Kepala Dinas Pendidikan Kabupaten Indragiri Hilir, Drs. H. Syamsuddin, menyatakan bahwa langkah ini diambil demi keamanan dan kenyamanan semua pihak yang terlibat. “Kami tidak ingin mengambil risiko dengan membiarkan siswa berada di lingkungan yang tidak aman,” ujarnya. Ia menambahkan bahwa pihaknya telah berkoordinasi dengan instansi terkait untuk mencari solusi jangka panjang terhadap masalah ini.
Sementara itu, pihak sekolah telah menyiapkan infrastruktur yang diperlukan untuk mendukung pembelajaran daring. Para guru telah diberikan pelatihan tambahan untuk memastikan transisi ini berjalan lancar. “Kami berusaha semaksimal mungkin agar kualitas pendidikan tidak terganggu meskipun harus dilakukan secara daring,” kata salah satu guru di sekolah tersebut.

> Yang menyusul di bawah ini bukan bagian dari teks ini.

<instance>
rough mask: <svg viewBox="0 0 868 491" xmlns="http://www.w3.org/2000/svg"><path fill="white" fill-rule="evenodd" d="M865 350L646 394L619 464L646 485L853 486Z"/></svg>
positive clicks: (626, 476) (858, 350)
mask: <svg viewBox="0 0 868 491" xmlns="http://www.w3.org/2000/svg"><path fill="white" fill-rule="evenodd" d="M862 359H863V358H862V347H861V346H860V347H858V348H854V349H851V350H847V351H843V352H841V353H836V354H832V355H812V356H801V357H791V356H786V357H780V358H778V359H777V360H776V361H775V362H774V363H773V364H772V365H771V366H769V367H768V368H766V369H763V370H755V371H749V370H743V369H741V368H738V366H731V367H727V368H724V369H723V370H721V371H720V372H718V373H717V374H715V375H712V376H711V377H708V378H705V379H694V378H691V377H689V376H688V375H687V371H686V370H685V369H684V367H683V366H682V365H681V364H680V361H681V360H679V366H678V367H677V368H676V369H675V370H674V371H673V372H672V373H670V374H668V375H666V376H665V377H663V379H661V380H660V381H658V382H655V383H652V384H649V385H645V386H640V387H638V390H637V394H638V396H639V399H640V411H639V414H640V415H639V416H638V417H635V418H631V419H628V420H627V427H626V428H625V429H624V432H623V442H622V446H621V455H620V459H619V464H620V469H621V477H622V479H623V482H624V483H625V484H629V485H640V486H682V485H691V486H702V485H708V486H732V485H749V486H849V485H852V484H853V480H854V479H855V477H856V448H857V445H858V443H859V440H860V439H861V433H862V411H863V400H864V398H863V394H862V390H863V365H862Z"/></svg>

Di sisi lain, pemerintah daerah juga berencana untuk bekerja sama dengan pihak konservasi satwa liar guna menangani populasi monyet yang semakin meningkat di daerah tersebut. Langkah-langkah seperti penangkapan dan relokasi monyet ke habitat yang lebih aman sedang dipertimbangkan. Dengan demikian, diharapkan situasi ini dapat segera teratasi dan kegiatan belajar mengajar dapat kembali normal.